Yo… le admiro. James Ellroy es, posiblemente, el escritor con el que más disfruto. Es el único con el que consigo desconectar totalmente del mundo que me rodea con una sonrisa en la cara. Es absorbente. Su obsesión es contagiosa. Su honestidad es brutal pero gris brillante. Nadie es demasiado bueno ni demasiado malo en sus libros. Cada vez que leo algo suyo tengo la sensación de que durante mucho tiempo ha sido un recipiente en el que ha ido metiendo datos, datos y datos, para luego convertirlos en historias. Me gusta tanto que no puedo evitar escribir con frases cortas cada vez que pienso en él. Es su estilo. Lo llaman telegráfico pero a mí me parece más automático. Creo que por eso me gusta tanto. Porque dispara directamente. Su prosa es como fuegos artificiales. A veces me pierdo entre los nombres pero me maravillo de que sea capaz de crear tanto. Nunca deja nada al azar. Es meticuloso. A veces tierno. Sus diálogos son los mejores que he leído nunca en una novela. Nunca me canso de él. Le retomo cada cierto tiempo y siempre que lo hago tengo ganas de decirle al mundo que lea a Ellroy. Para mí es un maestro.
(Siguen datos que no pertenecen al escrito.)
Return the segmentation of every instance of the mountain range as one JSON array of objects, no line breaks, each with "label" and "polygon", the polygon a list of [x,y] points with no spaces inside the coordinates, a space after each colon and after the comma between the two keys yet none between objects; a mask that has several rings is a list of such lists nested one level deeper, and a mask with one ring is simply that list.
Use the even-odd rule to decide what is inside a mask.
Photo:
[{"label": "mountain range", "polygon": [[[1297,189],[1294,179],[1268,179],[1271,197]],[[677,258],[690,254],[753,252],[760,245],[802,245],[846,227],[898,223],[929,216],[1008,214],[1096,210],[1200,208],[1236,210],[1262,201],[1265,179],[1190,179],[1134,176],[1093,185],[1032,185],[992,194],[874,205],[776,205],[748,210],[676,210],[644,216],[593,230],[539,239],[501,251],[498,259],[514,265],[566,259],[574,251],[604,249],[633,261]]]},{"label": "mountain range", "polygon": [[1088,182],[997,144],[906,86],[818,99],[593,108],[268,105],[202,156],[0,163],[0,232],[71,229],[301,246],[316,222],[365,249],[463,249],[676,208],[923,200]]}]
De sus obsesiones prefiero que os hable él a través de sus palabras. Leáis lo que leáis, dejad siempre para el final Mis rincones oscuros. Si lo hacéis al principio, quizá pierda el encanto, aunque a mí me parece de sus mejores libros (que no novelas). Olvidaos de las películas, excepto de L.A. Confidential. La historia que he contado es real, pero es mucho mejor leerla de su tinta…

Una vulgar noche de sábado acabó contigo. Moriste de manera estúpida y violenta, y no tuviste los medios para defender tu vida.

Tu huida a la seguridad fue un breve respiro. Me llevaste a tu escondite como un amuleto de la buena suerte. Te fallé como talismán; por eso, ahora me presento como tu testigo.

Tu muerte define mi vida. Quiero encontrar el amor que nunca tuvimos y explicarlo en tu nombre.

Quiero hacer públicos tus secretos. Quiero borrar la distancia que nos separa.

Quiero darte aliento

Primera página de Mis rincones oscuros. El periódico del 58 aquí.